43 The principles relating to the degree of connection with New South Wales required to bring a contract or arrangement within the scope of s 106 of the Act have been considered in a range of cases. Referring to relevant authorities, the Full Bench in Bell v Macquarie Bank Ltd (No 4) at 202 - 203 stated:
A further consideration which has some significance in the present stage of the case is that jurisdiction under s 106 depends upon the existence of a relevant contract or arrangement, rather than upon the performance of work itself.
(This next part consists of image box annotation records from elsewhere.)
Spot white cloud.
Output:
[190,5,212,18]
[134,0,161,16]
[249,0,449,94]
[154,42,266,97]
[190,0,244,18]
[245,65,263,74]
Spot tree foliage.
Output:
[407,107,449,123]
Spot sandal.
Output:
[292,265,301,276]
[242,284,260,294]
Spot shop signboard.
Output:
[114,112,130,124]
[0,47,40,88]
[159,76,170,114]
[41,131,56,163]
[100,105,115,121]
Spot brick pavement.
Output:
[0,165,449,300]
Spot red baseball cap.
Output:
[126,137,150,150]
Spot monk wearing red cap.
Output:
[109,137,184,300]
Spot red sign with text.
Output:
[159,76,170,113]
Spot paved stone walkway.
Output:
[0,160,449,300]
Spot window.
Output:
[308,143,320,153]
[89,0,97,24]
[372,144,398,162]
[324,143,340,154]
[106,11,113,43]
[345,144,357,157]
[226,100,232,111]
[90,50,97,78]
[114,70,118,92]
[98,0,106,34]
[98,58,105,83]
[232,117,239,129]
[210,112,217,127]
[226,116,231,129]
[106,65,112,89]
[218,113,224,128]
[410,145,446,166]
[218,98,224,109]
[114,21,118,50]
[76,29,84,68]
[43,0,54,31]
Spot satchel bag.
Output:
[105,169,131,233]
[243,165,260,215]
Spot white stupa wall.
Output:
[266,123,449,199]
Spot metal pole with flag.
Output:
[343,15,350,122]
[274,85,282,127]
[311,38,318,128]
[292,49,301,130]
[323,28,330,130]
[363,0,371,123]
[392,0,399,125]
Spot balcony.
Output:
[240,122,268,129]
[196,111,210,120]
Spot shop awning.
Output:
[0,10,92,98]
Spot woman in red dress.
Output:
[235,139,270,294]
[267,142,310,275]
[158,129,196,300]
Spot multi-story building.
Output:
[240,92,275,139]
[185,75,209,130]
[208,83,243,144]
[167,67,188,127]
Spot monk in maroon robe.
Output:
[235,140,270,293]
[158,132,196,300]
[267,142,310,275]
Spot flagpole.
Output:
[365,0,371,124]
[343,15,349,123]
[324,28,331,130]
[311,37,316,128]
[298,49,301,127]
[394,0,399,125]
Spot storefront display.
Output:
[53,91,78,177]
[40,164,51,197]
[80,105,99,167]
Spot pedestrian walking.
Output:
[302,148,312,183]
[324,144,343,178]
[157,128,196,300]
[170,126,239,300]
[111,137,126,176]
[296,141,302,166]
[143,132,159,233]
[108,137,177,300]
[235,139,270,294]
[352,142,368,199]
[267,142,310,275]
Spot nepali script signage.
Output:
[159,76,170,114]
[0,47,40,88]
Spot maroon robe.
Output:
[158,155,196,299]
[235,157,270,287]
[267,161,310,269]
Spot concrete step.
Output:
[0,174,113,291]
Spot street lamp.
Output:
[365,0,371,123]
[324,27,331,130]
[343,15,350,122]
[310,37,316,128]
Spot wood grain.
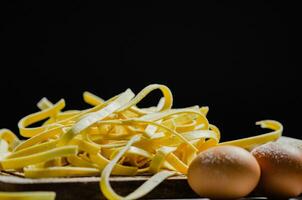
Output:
[0,175,198,200]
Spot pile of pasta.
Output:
[0,84,282,199]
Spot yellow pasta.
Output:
[0,84,283,200]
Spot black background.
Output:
[0,1,301,140]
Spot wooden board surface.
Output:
[0,175,198,200]
[0,174,302,200]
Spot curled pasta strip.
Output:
[0,84,283,200]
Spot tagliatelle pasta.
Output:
[0,84,283,200]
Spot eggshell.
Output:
[188,146,260,199]
[252,141,302,198]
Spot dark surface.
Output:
[0,1,301,140]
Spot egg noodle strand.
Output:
[0,84,283,200]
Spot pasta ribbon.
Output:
[0,84,283,200]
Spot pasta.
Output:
[0,84,282,200]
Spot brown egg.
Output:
[188,146,260,199]
[252,141,302,198]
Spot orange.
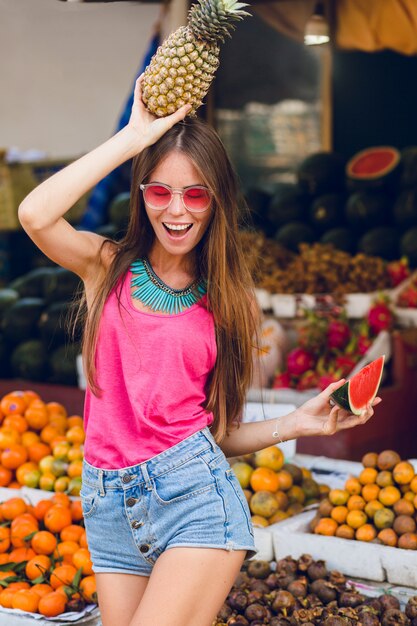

So much is made clear in the judgment of the Court of Appeal in Ex parte Richardson; Re Hildred [1972] 2 NSWLR 423. In that case, an application was made under s 88F of the Industrial Arbitration Act 1940 by two performers who were contracted in New South Wales to produce a variety show to be performed outside the State, primarily in Vietnam and Hong Kong.
The appeal concerned whether the Commission had jurisdiction to determine the application. Asprey JA commented (at 433 - 434):
What attracts the jurisdiction of the court to award, and what confers upon an applicant the right to receive, compensation under the various workmen's compensation statutes is the injury received in the course of the employment. What attracts the jurisdiction of the Commission to grant, and confers upon an applicant a right to obtain, relief under s88F of the Act is a contract or arrangement whereby a person performs work in the theatrical industry in or of New South Wales.